Introduction to Advantage Actor-Critic method (A2C)

Today, we'll study a Reinforcement Learning method that we can call a 'hybrid method': Actor-Critic. This algorithm combines the value optimization and policy optimization approaches

PyLessons
Published March 20, 2020

Post to Facebook!

Post to Twitter

Post to Google+!

Share via LinkedIn

Share via email

Post to Reddit

Share via WhatsApp

Post to Telegram

Like tutorial Must be logged in to Like Like 0

Since the beginning of this Reinforcement Learning tutorial series, I've covered two different reinforcement learning methods: Value-based methods (Q-learning, Deep Q-learning…) and Policy-based methods (REINFORCE with Policy Gradients).

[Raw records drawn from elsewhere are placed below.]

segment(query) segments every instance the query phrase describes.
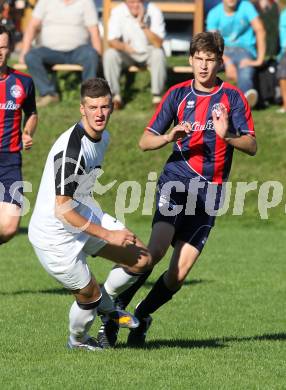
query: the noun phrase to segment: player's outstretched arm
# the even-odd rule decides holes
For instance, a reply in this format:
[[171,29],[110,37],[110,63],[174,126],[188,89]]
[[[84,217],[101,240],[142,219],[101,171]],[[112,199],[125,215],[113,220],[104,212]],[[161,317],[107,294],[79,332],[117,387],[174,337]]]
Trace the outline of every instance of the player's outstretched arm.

Both of these methods have considerable drawbacks. That's why, today, I'll try another type of Reinforcement Learning method, which we can call a 'hybrid method': Actor-Critic. The actor-Critic algorithm is a Reinforcement Learning agent that combines value optimization and policy optimization approaches. More specifically, the Actor-Critic combines the Q-learning and Policy Gradient algorithms. The resulting algorithm obtained at the high level involves a cycle that shares features between:

Actor: a PG algorithm that decides on an action to take;
Critic: Q-learning algorithm that critiques the action that the Actor selected, providing feedback on how to adjust. It can take advantage of efficiency tricks in Q-learning, such as memory replay.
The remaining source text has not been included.